Asked what he wants to do as his health slowly improves, Brown echoes the thought that drove him all those decades ago. He wants to get back into his art.

And there is plenty of demand for it.

Brown's work was last year an important part of an Auckland exhibition of works by surviving members of the Rutland Group – what has been described as a "radical" artists' collective – made up largely of graduates of the Elam School of Art who met regularly from 1935 to 1958.

He will again feature large in a limited edition history of the Rutland Group, soon to be published by Auckland Museum historians.

And he is this month showing work in a group show celebrating the 125th birthday of his long-time dealer, Wellington's McGregor Wright Art Gallery.

Showing alongside 14 other McGregor Wright artists, Brown has five recent paintings in the exhibition, which opened on August 8.

Watson Bay, SydneyExhibiting the realism typical of his work, the pieces include a vibrant summer scene of Sydney's Watsons Bay – captured when he recently visited his daughter in Australia -- a South Island vista along the autumn-clad Clutha River, and still lifes including a pretty depiction of lilacs, plus a work bursting with the aroma of plump, ripe peaches.

Brown says these are the types of works that had been in demand since his McGregor Wright dealer, Gordon Cooksley, first urged him to join his stable of artists some 30 years ago.
Since his illness, though, he says he may get a little more self-indulgent by spending more time on his first love – portraiture.

"You sometimes have to spend days with a subject to get it just right, which is a lot of ask of someone," he says. "Still, portraits have always been my first love."

That is clear from the display of paintings and conte works positioned throughout the Whataupoko villa he and wife Catherine have occupied in the nearly 25 years since they moved to Gisborne from Hawke's Bay.
Most are portraits.

Peter Brown's Father, William George BrownAnd most striking is the familial similarities in the works. The artist's own self-portrait mirrors a 1960s image he painted of his late father. A conte drawing of Catherine as a younger woman is the spitting image of a portait of her mother, hanging on the opposite wall.

Whatever he creates he admits his output – like editions of the Rutland book which celebrates the group members' assertion that "without drawing, there is no art" – will be limited.

In the nearly six decades since he graduated from Elam he has traditionally produced 30-to-40 paintings a year. Now, he says, he would be more than happy to put out a dozen.

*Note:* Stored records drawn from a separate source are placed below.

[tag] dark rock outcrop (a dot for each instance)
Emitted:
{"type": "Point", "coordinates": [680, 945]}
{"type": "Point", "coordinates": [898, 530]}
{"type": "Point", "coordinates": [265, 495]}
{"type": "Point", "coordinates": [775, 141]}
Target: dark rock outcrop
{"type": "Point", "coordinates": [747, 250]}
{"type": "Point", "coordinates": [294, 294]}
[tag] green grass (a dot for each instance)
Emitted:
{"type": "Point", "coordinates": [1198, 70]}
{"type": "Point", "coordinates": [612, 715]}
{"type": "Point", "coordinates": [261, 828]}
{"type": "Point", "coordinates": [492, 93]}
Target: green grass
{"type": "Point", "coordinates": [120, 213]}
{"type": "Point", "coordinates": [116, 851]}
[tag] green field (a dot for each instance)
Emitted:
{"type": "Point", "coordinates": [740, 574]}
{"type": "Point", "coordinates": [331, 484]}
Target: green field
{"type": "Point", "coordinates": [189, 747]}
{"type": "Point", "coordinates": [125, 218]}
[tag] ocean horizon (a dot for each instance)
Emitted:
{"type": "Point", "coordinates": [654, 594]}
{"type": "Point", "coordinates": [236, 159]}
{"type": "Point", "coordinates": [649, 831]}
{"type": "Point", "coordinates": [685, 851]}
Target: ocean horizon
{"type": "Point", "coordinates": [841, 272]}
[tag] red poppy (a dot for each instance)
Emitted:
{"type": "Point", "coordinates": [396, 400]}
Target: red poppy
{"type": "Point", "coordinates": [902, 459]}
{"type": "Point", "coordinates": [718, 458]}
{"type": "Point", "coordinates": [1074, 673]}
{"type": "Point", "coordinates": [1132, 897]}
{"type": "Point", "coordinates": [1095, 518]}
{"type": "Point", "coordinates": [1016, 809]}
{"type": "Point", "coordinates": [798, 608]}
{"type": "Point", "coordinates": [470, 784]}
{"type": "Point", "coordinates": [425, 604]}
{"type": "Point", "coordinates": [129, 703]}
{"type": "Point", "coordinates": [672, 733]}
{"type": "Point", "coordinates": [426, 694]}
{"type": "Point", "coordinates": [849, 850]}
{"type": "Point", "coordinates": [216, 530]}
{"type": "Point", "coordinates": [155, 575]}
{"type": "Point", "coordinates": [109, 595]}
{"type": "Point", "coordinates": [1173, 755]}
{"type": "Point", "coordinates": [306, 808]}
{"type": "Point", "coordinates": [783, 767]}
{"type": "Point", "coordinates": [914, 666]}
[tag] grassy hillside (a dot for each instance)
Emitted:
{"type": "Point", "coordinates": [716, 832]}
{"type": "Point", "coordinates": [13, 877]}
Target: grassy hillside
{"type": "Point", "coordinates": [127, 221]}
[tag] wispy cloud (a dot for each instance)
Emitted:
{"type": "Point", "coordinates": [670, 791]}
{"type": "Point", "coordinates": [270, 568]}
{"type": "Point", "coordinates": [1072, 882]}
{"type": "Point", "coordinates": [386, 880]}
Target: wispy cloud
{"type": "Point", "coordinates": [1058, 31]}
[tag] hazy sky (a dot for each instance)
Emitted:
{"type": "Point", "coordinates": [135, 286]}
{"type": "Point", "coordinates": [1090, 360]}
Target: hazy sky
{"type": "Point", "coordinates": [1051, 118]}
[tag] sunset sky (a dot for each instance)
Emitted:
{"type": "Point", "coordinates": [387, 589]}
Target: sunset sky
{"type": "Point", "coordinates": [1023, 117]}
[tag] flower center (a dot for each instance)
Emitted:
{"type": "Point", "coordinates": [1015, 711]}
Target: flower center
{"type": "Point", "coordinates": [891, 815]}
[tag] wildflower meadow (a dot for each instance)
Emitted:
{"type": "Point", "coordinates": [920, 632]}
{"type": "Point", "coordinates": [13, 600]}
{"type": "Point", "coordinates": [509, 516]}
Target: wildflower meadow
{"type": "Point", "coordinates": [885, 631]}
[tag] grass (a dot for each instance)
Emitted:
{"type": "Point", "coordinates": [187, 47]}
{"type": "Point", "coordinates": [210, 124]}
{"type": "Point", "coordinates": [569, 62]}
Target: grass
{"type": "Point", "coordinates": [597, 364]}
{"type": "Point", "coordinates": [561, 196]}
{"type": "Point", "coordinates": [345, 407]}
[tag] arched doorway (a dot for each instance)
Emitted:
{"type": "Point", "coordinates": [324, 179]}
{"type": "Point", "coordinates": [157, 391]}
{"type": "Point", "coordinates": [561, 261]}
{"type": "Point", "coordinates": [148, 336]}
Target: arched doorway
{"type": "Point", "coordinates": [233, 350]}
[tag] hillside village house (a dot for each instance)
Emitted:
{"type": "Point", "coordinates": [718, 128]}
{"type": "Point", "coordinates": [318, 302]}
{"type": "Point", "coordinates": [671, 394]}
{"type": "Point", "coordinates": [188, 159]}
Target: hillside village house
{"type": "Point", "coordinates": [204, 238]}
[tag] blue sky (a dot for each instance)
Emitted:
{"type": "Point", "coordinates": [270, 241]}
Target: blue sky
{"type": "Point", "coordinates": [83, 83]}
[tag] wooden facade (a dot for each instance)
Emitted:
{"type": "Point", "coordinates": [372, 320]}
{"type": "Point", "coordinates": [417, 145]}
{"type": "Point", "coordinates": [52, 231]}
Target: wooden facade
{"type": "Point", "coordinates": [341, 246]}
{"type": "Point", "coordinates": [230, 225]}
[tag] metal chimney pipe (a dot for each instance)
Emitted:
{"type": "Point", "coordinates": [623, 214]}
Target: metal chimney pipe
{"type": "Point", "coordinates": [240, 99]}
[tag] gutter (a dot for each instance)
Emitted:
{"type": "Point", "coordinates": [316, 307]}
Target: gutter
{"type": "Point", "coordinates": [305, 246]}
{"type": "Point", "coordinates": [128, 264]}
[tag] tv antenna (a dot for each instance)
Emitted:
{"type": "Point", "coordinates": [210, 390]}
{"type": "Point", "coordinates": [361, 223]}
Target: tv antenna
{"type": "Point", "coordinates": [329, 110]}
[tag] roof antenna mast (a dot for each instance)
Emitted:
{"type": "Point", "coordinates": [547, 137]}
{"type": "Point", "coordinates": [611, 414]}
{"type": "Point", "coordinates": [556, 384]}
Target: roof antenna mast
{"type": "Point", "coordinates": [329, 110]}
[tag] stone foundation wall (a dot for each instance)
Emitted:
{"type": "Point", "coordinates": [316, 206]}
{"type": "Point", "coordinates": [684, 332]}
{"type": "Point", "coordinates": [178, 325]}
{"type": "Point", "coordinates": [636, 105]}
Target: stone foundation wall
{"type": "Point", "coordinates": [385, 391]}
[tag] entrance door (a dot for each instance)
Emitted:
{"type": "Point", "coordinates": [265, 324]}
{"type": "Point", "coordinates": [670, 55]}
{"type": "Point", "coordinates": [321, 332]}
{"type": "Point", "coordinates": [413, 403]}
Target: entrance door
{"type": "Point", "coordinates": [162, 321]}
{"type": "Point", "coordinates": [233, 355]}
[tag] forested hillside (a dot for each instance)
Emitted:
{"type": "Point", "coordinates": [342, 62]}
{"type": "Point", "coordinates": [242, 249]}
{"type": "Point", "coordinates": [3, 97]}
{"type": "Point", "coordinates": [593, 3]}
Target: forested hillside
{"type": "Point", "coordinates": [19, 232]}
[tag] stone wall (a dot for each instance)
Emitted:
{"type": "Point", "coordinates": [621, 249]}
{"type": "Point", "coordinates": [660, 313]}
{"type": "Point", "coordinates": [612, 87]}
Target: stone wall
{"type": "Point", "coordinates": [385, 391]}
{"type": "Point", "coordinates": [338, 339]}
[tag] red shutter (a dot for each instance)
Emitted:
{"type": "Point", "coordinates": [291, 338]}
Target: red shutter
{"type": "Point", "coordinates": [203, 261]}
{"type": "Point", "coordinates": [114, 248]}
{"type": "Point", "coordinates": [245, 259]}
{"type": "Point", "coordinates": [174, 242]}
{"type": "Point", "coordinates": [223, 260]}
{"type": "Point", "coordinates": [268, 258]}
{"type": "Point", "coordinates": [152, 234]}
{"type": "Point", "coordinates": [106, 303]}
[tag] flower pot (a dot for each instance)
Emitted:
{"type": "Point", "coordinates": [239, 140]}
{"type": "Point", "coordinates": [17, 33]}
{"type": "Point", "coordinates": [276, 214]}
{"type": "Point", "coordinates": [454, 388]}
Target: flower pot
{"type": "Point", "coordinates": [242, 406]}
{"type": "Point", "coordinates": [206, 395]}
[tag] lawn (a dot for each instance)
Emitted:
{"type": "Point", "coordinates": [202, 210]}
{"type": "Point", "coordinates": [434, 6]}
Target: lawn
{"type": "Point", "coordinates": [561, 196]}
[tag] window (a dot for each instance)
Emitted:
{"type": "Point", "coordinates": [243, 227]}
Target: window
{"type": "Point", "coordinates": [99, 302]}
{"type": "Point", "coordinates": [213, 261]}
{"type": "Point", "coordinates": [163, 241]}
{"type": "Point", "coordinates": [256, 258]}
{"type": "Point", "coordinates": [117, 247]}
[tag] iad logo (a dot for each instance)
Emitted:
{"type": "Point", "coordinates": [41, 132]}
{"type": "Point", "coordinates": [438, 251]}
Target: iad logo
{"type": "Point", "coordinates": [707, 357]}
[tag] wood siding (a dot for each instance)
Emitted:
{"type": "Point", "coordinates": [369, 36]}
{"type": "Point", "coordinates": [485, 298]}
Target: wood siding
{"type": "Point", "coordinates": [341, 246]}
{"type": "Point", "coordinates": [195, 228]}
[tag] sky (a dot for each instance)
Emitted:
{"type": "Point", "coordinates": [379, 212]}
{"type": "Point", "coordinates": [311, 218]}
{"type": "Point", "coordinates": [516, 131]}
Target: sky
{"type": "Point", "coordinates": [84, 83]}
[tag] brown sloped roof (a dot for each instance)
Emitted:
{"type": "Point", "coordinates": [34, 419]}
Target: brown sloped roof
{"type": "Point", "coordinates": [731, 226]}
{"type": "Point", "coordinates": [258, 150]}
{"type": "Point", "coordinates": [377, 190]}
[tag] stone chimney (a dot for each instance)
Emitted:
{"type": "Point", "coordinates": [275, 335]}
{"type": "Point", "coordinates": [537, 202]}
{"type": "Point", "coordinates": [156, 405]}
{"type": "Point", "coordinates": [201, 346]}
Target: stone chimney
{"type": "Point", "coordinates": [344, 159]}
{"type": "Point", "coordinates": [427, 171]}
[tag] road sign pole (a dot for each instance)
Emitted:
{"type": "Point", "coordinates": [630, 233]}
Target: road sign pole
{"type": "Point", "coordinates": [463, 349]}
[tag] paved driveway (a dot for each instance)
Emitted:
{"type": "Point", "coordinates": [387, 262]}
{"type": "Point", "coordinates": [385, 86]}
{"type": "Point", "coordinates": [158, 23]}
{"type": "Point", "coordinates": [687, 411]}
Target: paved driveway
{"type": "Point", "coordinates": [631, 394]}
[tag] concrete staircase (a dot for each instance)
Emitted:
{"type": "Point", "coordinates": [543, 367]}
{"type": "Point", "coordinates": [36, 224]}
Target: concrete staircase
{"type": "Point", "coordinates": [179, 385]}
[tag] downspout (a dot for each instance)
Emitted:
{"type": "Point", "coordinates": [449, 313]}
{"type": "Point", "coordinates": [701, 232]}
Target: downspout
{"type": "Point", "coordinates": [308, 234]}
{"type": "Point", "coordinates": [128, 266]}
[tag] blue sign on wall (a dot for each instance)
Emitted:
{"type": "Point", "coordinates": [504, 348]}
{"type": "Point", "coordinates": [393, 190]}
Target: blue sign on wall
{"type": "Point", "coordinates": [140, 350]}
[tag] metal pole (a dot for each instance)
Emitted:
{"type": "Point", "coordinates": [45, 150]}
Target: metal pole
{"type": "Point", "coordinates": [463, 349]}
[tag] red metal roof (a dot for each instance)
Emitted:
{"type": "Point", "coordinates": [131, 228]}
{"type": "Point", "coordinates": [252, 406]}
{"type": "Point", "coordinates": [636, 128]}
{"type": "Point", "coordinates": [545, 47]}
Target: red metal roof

That, he says, is partly down to the passage of time, partly because he gives each painting more consideration, and partly because he is still suffering the effects of the cancer that nearly put paid to his career.

Meanwhile, behind Brown's vine-draped villa the huge garage that houses his studio is beckoning. And he is looking forward to getting back into life's other pleasures, like pitching horseshoes, a game that, until recent months, he enjoyed on a weekly basis.

Catherine Brown says she doesn't really care what he does. She just feels lucky she still has him.